There was a widespread welcome for a new city bid for Ipswich from political and business leaders in the town.

Previous bids for city status have been spearheaded by the borough – but the first Ipswich council leader David Ellesmere knew about the proposal was when he was contacted by us.

However he was quick to welcome it: “It would appear the Platinum Jubilee in 2022 is the next time to bid for city status unless there is an opportunity that comes up sooner.

“There is no doubt that Ipswich deserves to become a city – it is the economic driver for the county and a successful Ipswich means we have a successful Suffolk.”

Ipswich Labour MP Sandy Martin said: “Ipswich Borough Council put a lot of effort into trying to obtain City Status for Ipswich during earlier rounds of city status awards.

“I believe Ipswich is a wonderful town and has unique qualities which do not depend on it having city status, but if there were to be an opportunity for Ipswich to reapply for city status, and if the residents of Ipswich are happy to do so, then I would of course be delighted to lend my support.

“No doubt at some stage soon Colin Noble will let Ipswich Borough Council and the MP for Ipswich know what information he has recently received to suggest to him that there might be another opportunity now, because he hasn’t spoken to us at all so far.”

Dr Dan Poulter, MP for Central Suffolk and North Ipswich, said: “I am, of course, pleased to support Suffolk County Council’s bid for Ipswich to gain city status, and trust that the motion will receive backing at next week’s full council meeting.

“As our county town, Ipswich has gone through some exciting changes recently and it is reaping the benefits as a growing number of key, high street brands have chosen to invest in the town centre.

“A strong county town is vital in driving further economic growth across Suffolk and working together, I am confident that Suffolk County Council, in collaboration with Ipswich Borough Council, Ipswich Vision and other partners, will present a compelling case in their bid for city status.”

Motion seconder Paul West said this was an appropriate moment to seek city status as the town was preparing for major developments at the Cornhill and the Waterfront area.

Ipswich Vision chairman Terry Hunt welcomed the proposal.

He said: “A bid for Ipswich to gain city status would be very welcome, because it would help to further raise the profile and status of the town. It would also recognise its potential and ambition. In terms of its economic importance, of course, Ipswich already operates at city level.

“What is also very welcome is the recognition that a strong Ipswich means a strong Suffolk. It is in the whole county’s interest for the county town to be performing to its maximum potential.

“On a lighter note, would city status mean Ipswich Town Football Club changing its name to Ipswich City? Swansea Town became Swansea City in 1969, so there is a precedent!”

What does city status mean?

Cites are now created by the issue of Letters Patent. Across the UK 11 new cities have been created in the 21st Century.

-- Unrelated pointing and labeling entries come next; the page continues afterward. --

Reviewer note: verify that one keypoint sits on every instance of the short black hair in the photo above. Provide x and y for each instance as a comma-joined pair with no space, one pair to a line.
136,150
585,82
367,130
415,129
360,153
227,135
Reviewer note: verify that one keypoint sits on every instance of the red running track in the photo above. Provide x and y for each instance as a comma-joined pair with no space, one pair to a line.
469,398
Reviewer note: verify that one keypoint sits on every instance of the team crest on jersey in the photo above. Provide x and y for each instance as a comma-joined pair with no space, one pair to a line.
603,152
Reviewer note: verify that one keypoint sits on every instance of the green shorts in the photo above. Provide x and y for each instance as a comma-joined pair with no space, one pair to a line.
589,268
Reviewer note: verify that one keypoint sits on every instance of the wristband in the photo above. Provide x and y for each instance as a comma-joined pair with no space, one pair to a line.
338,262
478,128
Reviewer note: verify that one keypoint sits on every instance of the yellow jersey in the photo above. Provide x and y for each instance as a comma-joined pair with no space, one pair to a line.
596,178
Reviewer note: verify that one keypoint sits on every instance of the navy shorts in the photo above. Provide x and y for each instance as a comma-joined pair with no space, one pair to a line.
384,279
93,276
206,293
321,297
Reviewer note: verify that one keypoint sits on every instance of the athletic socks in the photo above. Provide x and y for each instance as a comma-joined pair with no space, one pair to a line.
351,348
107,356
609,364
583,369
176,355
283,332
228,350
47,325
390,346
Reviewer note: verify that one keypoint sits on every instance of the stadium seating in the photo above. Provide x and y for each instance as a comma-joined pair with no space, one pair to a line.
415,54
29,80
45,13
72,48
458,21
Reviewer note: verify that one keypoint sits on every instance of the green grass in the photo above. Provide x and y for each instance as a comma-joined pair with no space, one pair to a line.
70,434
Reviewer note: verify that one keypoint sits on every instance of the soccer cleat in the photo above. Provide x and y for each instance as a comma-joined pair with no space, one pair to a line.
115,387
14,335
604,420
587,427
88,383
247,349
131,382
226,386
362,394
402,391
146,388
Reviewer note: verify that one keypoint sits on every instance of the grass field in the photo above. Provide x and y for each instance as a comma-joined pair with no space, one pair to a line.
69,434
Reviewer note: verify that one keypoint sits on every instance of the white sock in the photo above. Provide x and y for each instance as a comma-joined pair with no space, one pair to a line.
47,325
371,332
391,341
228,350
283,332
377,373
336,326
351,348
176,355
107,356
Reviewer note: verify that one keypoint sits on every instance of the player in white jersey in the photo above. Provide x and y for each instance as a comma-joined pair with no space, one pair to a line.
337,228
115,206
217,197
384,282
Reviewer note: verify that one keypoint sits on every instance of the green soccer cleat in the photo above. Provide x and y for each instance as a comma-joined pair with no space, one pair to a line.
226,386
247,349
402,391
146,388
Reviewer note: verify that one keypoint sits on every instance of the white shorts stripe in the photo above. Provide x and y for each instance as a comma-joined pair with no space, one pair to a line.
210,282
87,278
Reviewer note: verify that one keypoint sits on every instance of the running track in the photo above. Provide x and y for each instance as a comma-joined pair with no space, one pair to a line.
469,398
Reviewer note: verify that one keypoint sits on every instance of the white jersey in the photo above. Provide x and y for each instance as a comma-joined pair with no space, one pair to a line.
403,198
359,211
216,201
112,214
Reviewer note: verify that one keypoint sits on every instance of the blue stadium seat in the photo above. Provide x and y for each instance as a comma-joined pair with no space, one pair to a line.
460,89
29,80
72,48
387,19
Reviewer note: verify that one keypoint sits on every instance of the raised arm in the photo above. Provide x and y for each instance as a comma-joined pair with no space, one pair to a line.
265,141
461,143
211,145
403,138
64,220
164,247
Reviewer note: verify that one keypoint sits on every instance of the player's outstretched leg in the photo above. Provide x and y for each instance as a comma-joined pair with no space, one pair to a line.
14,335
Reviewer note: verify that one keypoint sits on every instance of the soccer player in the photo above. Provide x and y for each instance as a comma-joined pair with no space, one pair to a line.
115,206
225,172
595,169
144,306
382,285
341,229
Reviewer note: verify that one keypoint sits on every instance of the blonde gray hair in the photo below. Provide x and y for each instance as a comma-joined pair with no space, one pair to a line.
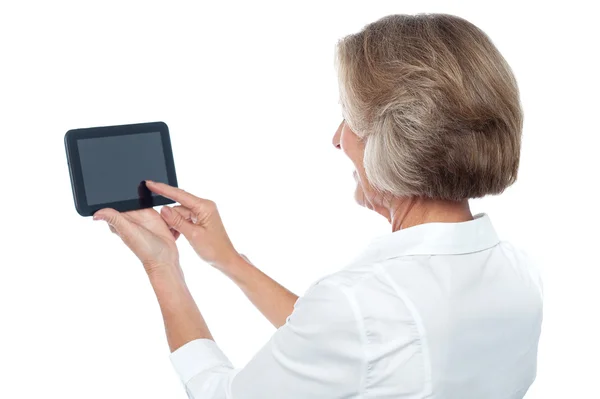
436,104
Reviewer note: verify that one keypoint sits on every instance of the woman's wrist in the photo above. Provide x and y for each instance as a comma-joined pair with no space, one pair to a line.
164,275
234,267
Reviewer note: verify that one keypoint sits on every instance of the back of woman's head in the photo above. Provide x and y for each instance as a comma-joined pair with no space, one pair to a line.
436,104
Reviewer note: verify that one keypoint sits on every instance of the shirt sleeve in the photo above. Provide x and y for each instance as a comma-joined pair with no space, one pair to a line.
318,353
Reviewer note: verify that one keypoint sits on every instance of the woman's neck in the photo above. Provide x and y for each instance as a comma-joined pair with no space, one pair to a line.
408,212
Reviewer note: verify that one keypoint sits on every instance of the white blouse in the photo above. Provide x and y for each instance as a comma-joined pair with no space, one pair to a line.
438,310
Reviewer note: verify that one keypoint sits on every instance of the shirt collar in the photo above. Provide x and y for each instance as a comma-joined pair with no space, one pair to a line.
434,239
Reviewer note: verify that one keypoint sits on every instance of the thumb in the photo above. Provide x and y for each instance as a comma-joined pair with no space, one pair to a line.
176,221
120,224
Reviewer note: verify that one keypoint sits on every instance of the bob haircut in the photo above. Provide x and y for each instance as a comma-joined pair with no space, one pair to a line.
436,105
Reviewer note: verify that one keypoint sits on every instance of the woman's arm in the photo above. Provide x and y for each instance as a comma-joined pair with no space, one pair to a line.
273,300
200,223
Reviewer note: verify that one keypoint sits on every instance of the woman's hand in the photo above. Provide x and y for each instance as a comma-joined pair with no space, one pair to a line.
199,221
147,235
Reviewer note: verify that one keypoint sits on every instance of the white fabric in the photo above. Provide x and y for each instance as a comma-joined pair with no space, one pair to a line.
439,310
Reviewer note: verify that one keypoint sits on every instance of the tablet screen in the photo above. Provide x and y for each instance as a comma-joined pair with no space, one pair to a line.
113,167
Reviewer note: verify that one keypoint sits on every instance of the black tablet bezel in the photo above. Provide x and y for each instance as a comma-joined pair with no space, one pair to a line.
76,173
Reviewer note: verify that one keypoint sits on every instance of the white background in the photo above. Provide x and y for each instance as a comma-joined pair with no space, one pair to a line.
249,92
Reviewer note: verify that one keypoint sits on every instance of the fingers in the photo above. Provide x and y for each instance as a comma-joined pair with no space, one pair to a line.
186,213
176,194
118,224
176,221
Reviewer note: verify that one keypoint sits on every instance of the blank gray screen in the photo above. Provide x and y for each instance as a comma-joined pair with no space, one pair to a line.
114,167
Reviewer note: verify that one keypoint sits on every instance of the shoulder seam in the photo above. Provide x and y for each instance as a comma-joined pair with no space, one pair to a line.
428,388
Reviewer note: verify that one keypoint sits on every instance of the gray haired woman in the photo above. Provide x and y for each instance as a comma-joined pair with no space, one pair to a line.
439,307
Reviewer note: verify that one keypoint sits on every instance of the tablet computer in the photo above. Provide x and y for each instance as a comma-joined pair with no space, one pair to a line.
109,166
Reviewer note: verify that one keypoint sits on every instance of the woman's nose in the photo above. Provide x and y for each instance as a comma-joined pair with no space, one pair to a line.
337,135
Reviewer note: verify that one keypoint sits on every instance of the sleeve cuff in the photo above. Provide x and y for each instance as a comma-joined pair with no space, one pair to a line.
196,357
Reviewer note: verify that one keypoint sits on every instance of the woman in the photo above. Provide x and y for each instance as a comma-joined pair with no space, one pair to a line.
439,308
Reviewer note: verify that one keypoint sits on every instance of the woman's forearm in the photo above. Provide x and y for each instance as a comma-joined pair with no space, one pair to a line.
182,318
274,301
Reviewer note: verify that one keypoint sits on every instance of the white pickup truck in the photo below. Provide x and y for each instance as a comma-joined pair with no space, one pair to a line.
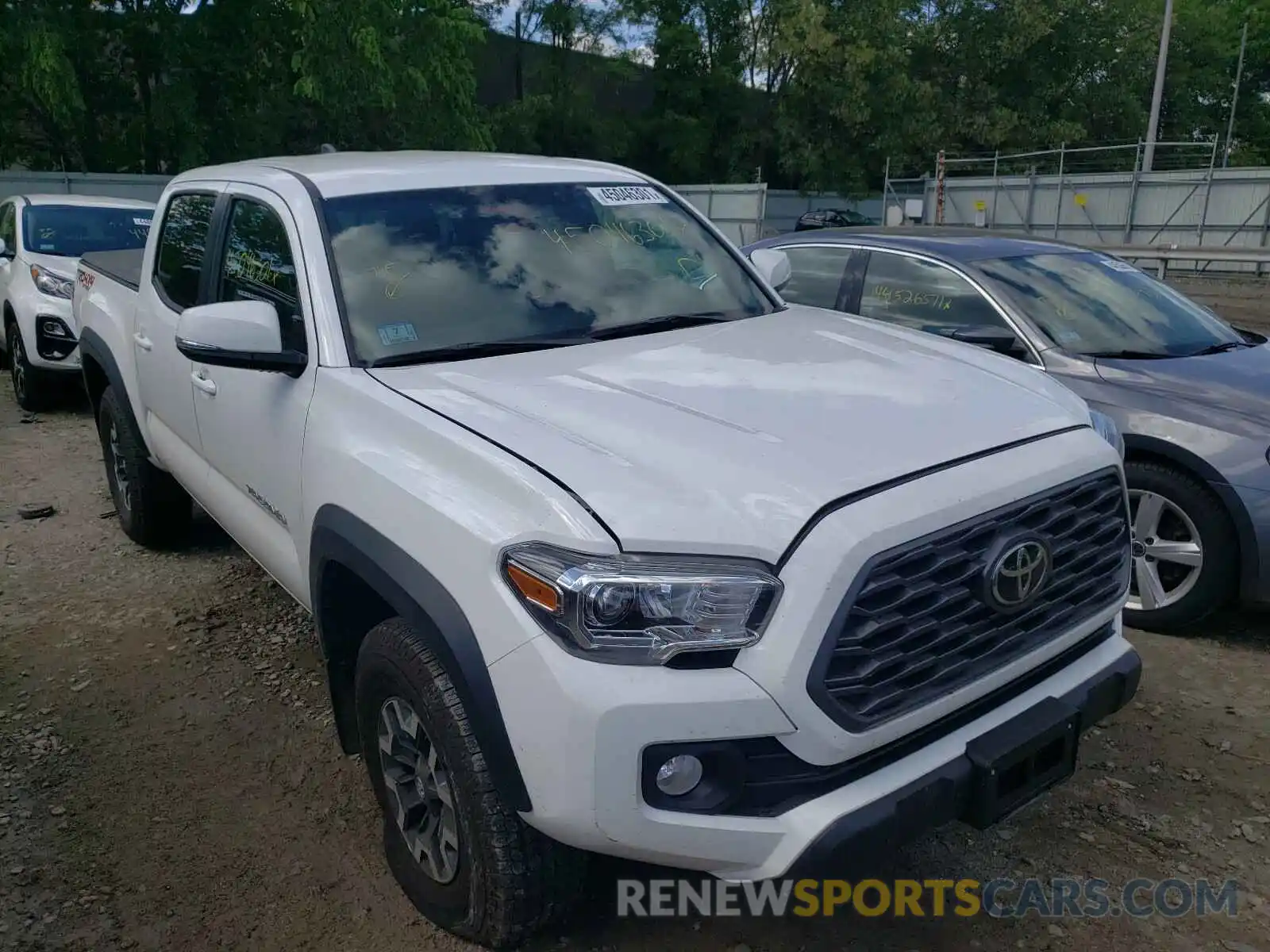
610,550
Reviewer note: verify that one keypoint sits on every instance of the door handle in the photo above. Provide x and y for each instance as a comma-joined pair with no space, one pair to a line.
207,386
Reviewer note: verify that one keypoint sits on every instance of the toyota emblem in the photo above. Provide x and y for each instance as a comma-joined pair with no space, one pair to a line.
1018,574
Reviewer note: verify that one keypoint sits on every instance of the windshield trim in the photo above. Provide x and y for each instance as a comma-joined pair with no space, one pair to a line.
775,304
1022,329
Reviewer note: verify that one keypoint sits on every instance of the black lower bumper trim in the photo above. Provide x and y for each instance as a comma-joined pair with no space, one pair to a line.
952,791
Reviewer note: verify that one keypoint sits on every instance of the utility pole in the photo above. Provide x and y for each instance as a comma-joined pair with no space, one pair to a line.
1159,94
1235,95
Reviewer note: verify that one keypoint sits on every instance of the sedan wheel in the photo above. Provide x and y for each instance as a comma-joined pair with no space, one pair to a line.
1168,552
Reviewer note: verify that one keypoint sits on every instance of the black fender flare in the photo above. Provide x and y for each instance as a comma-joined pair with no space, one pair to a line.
93,347
1250,560
421,600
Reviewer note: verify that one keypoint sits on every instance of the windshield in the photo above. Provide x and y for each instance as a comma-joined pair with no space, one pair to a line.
71,232
469,267
1090,304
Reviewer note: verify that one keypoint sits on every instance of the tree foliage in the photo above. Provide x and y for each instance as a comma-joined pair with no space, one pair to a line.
802,93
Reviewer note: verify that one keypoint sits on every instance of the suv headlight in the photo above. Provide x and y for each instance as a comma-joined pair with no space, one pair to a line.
1106,428
639,608
51,282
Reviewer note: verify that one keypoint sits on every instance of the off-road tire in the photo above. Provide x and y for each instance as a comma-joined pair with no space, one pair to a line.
154,509
1218,581
512,880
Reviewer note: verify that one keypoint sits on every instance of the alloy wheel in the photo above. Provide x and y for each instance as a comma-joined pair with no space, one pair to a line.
18,371
419,789
1168,552
118,466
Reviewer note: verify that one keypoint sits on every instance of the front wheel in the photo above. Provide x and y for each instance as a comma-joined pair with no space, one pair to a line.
154,511
29,386
463,857
1185,551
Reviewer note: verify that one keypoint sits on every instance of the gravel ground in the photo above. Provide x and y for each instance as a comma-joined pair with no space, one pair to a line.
169,777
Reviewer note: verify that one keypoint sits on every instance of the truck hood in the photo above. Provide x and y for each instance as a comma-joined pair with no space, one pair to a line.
727,438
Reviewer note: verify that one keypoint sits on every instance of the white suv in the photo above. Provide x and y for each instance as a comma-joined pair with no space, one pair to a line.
611,550
41,241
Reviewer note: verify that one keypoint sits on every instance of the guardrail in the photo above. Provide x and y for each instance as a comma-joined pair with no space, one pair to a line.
1164,255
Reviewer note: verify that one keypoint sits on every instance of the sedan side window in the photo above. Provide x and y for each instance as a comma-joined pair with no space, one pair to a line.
924,296
816,274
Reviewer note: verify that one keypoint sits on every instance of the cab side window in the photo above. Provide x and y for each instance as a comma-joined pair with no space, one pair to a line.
182,243
10,228
816,274
924,296
258,266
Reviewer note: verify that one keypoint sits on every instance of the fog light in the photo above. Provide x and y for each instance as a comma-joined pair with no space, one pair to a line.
679,776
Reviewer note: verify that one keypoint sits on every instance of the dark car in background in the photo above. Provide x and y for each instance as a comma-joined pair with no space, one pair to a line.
1189,393
832,219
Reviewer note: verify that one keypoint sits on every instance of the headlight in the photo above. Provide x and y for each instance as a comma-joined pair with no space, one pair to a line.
51,282
1106,428
641,609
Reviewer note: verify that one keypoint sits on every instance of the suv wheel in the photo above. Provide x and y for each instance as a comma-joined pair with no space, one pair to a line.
154,511
464,858
29,387
1185,552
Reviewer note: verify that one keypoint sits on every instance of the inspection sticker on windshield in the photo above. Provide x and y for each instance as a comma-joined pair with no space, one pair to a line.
394,334
628,194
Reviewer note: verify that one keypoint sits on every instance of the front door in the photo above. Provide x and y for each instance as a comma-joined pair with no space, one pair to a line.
163,372
252,423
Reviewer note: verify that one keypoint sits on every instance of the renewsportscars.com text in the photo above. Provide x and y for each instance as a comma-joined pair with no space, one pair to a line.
1057,898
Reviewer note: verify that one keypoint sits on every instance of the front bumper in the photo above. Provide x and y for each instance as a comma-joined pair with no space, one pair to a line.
581,729
950,793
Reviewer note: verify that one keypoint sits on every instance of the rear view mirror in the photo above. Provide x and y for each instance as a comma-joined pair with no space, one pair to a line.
243,334
772,266
1000,340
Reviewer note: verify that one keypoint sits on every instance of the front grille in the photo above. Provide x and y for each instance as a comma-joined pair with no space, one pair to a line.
914,626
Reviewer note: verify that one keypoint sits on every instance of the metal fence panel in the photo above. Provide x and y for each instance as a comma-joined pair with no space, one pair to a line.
145,188
737,209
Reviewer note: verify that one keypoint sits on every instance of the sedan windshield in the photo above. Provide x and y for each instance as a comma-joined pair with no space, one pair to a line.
71,232
1100,306
497,268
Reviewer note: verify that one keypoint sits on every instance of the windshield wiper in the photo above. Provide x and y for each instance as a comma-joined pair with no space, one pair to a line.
1132,355
1221,348
480,348
671,321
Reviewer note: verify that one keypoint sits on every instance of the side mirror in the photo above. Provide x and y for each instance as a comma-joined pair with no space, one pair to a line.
1000,340
774,266
243,334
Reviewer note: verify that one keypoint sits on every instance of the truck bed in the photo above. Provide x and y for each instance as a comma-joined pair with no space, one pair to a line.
124,267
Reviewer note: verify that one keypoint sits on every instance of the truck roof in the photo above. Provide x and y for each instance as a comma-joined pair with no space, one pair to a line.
93,201
355,173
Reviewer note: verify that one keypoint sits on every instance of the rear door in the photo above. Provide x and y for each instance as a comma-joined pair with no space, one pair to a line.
173,285
252,423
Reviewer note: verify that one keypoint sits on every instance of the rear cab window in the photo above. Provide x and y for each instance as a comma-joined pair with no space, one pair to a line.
456,267
182,245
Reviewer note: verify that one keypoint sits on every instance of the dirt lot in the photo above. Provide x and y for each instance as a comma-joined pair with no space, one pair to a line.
169,777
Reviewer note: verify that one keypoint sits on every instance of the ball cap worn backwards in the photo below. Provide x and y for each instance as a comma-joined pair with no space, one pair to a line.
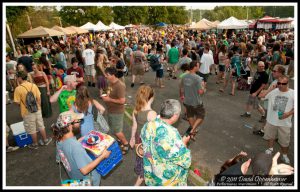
67,117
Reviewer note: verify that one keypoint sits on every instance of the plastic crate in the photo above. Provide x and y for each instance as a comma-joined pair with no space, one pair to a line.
23,139
18,128
106,165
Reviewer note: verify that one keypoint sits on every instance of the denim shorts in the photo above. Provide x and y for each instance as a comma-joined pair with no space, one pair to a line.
115,122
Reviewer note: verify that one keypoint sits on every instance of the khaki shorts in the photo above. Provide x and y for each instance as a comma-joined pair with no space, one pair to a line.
173,67
115,122
253,101
195,111
33,121
7,130
138,70
90,70
284,134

In England the “newest” cities are Derby (1977), Sunderland (1992), Wolverhampton and Brighton (2000), Preston (2002) and Chelmsford (2012). Other cities have been created in other countries of the UK.

Apart from those to mark the millennium, all have been created to mark milestones during The Queen’s reign.

Although the conferring of the title is a Royal Prerogative, the decision is effectively made by the government and towns are invited to bid for city status in advance of landmark.

Ipswich bid for city status in 1992, 2000, and 2002 – there is never any official reason given about why a town is, or is, not successful in a bid.

Size is not everything – cities can be as small as Ely or St Davids in Wales while Ipswich is officially only the 17th largest town (although including the built up area it would be one of the largest).